旧耐震基準のマンションは都内のけっこう便利なところに多く存在します。リノベーション済みで、室内もきれいで、しかも新耐震基準のマンションより安くお求めになりやすい物件として、多く販売されています。今回は、そんな旧耐震基準のマンションを購入するときに確認しておきたいことを2つ、お伝えしようと思います。
「旧耐震基準建築のマンション」とはどのようなマンションを指すのでしょうか。これは1981(昭和56)年の建築基準法改正前の耐震基準で建築されたマンションのことを指します。詳しくいうと、昭和56年5月31日以前に新築工事に着手した建物のことを指し、これは建築確認の確認済証交付年月日がその日以前かどうかで判断します。この情報は、重要事項説明書に必ず記載されています。購入検討の際に、古めのマンションは確認しておくとよいでしょう。
旧耐震基準と新耐震基準の違いは以下のとおりです。
・旧耐震基準は、震度5強程度の地震でも建物が倒壊せず、破損したとしても補修することで生活が可能な構造基準
・新耐震基準は、震度6強~7程度の地震でも倒壊しないような構造基準
阪神淡路大震災や東日本大震災などの大地震を経験すると、旧耐震基準の心もとなさが分かるかと思います。
阪神淡路大震災の際に、旧耐震基準の建物が倒壊したにもかかわらず同じ地区の新耐震基準の建物が倒壊しなかったことで、耐震基準というものの重要性が世間一般に認識されました。その後、「耐震改修促進法」という法律が制定され、耐震診断がさまざまな旧耐震基準の建築物に義務付けられることとなりました。

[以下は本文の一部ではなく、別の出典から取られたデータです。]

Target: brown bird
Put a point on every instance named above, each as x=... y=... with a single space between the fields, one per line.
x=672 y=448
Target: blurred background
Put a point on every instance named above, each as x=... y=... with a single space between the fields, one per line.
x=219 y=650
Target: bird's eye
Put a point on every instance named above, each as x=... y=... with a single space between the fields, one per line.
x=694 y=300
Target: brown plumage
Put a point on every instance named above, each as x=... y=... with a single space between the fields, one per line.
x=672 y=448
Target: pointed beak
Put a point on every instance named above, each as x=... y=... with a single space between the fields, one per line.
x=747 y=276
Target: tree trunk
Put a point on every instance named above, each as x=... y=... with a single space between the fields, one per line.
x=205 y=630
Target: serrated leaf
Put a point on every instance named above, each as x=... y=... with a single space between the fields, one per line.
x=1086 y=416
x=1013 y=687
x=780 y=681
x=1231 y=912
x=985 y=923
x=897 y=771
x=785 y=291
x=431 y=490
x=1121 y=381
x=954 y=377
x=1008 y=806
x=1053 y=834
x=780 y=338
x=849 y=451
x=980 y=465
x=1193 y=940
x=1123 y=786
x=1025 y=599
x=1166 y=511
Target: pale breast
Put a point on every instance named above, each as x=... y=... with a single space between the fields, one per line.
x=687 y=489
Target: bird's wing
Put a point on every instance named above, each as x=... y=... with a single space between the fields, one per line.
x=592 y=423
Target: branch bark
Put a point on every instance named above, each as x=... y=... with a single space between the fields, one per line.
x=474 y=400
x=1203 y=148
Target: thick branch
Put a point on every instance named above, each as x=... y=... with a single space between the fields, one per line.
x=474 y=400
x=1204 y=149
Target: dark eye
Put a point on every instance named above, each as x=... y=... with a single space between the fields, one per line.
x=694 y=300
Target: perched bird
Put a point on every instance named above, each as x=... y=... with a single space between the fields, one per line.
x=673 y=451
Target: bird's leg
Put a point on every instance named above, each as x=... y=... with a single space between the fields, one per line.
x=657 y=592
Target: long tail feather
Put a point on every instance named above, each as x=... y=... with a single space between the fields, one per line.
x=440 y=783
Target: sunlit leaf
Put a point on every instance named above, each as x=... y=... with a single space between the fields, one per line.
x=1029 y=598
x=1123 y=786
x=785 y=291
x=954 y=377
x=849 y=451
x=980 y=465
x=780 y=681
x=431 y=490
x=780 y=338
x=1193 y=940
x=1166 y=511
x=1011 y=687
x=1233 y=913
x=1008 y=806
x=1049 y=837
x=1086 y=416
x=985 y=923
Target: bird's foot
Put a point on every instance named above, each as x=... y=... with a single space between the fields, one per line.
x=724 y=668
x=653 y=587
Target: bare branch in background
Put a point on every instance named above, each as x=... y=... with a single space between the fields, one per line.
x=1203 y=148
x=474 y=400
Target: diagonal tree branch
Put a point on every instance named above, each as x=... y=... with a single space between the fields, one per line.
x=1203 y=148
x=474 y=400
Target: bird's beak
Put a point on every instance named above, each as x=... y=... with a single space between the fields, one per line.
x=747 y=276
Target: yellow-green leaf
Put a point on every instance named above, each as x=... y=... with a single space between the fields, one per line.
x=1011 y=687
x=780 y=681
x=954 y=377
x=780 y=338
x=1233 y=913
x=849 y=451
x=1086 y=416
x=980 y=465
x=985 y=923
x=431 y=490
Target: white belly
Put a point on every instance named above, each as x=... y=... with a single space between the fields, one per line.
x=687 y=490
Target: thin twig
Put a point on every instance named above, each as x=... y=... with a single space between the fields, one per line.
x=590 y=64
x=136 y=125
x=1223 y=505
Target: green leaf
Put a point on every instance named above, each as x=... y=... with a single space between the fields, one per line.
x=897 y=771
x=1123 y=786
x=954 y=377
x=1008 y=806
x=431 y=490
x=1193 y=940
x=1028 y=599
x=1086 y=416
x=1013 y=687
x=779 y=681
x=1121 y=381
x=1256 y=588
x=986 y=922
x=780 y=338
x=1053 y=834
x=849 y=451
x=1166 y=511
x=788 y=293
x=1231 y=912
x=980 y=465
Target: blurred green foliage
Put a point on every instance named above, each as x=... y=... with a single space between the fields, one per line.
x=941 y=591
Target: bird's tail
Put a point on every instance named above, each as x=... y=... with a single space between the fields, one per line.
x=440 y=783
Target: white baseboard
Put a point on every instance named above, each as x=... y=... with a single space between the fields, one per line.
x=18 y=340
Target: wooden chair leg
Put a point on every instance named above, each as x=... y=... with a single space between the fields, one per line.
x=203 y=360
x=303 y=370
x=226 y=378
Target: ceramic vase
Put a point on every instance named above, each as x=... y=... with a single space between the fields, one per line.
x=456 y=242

マンションについては全てが耐震診断の義務を負っているわけではなく、地震災害時に通行を確保すべき道路のうち、特に重要な道路(特定緊急輸送道路)沿いの、その道路幅員のおおむね2分の1以上の高さの建物が対象となっています。
ズバリ、旧耐震基準で建築されたマンションは耐震性能が新耐震基準マンションに比べ低いため、耐震診断を行い、耐震補強することが必要です。耐震診断を行わずに耐震補強をすることはほぼないため、まずは耐震診断を行っているかを確認しましょう。さらに、耐震診断の結果を見て、どのような補強が行われている(もしくは行う予定がある)かも確認しましょう。
耐震補強がなされているマンションは、耐震基準適合証明の発行を受けることで新耐震基準のマンションと同様に住宅ローン減税などさまざまな税金の優遇措置を受けることができます。耐震基準適合証明は建築士さんに依頼することで発行が可能です。
耐震診断結果を見るときには、まず「Is値」に注目してください。
Is値(Seismic Index of Structure)は「(構造)耐震指標」と呼ばれる建物の耐震性の指標で、この値が0.6以上であれば耐震性能を満たすとされています(ちなみに文科省で定める学校の耐震指標は0.7以上となっています)。Is値が0.3未満の場合、大規模な地震で倒壊や崩壊する危険性が高いとされており、購入検討には十分な注意が必要です。
また、q値という水平方向の力に対する耐力指標にも注目してください。こちらの値が1.0以上でないと、倒壊や崩壊の危険性があるとされています。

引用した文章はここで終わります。